Utah Department of Health spokeswoman Kolbi Young said state officials are going through the comments received from the public to sort and respond to them, at which point the state’s waiver request will be formally submitted to CMS, likely in the coming weeks. At that point, an additional public comment period will be opened at the federal level ahead of either approval or denial of the state’s waiver.

Utah’s Medicaid program currently is operating under a temporary waiver, often referred to as the “bridge” plan, which includes a limited expansion population and approval for work requirements, but those work requirements have not been implemented.
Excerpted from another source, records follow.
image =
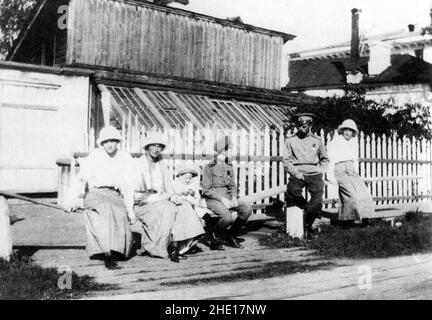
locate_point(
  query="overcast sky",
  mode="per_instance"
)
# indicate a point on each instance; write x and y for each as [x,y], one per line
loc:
[319,22]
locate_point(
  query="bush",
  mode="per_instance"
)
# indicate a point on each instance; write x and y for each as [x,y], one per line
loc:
[411,120]
[21,279]
[374,241]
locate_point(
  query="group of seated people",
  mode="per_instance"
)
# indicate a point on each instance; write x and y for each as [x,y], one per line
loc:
[173,214]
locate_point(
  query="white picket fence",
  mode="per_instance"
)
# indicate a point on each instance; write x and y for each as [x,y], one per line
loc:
[397,171]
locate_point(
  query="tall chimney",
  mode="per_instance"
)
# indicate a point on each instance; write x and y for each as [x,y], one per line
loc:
[355,33]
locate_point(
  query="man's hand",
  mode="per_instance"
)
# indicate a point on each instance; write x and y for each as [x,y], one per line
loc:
[226,203]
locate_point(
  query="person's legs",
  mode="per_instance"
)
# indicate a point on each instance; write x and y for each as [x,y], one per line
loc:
[225,221]
[210,228]
[218,208]
[315,186]
[244,210]
[294,194]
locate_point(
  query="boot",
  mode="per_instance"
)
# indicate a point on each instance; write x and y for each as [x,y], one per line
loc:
[231,233]
[110,263]
[209,228]
[174,254]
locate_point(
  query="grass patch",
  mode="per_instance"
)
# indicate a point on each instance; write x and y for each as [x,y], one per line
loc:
[269,270]
[377,240]
[21,279]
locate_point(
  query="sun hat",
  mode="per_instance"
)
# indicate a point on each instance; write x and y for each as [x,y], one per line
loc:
[305,114]
[187,169]
[223,144]
[108,133]
[154,138]
[348,124]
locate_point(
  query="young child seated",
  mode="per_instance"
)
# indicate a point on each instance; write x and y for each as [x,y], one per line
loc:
[187,190]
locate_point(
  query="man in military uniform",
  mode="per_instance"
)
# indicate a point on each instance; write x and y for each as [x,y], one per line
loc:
[220,191]
[306,160]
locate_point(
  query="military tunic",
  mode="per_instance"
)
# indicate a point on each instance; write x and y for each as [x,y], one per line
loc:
[218,182]
[306,156]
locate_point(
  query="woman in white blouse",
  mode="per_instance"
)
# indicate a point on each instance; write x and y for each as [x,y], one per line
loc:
[356,201]
[108,204]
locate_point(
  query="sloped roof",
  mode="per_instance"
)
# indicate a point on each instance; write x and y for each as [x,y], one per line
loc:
[405,69]
[396,37]
[321,73]
[329,73]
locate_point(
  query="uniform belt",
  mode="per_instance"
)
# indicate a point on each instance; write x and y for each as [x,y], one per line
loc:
[150,191]
[344,161]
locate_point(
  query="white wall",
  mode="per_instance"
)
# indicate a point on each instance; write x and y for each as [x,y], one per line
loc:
[325,93]
[43,117]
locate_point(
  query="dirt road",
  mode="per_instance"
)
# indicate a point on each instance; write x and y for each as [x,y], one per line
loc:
[60,239]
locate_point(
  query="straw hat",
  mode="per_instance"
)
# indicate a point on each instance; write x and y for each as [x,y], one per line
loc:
[154,138]
[348,124]
[304,115]
[108,133]
[187,169]
[223,144]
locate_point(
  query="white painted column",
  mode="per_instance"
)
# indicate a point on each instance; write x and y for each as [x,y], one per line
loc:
[5,231]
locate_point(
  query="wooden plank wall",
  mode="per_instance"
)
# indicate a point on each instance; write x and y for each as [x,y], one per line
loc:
[143,38]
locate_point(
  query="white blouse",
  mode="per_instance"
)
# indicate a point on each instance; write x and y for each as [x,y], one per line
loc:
[340,149]
[101,170]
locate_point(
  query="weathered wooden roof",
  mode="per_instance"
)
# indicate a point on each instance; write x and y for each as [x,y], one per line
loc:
[42,3]
[329,73]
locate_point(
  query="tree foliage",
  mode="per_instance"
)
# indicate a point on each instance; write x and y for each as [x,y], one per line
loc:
[13,15]
[411,120]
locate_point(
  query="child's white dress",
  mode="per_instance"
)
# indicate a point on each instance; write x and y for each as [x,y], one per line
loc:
[190,193]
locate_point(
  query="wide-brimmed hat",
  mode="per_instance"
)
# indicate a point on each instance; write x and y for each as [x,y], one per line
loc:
[223,144]
[187,169]
[348,124]
[154,138]
[108,133]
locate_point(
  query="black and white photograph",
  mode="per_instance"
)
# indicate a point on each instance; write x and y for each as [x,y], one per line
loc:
[236,152]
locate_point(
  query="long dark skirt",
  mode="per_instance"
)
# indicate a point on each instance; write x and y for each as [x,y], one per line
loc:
[158,220]
[357,202]
[106,223]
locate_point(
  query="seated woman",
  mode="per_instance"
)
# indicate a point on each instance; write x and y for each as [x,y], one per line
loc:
[221,194]
[190,209]
[157,205]
[108,204]
[357,202]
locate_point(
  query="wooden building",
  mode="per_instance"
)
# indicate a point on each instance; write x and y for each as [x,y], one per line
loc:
[133,64]
[141,36]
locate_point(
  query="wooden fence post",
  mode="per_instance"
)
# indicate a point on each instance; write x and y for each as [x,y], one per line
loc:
[5,232]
Young said it is unclear when CMS will rule on Utah’s permanent waiver. So far, roughly 10,000 Utahns have enrolled in Medicaid under the bridge expansion, on top of another 20,000 who were previously enrolled in state-run health care programs and moved into Medicaid.

“As with any application or waiver request that we’ve made in the past,” Young said, “the time frame for response from the federal government has varied wildly.”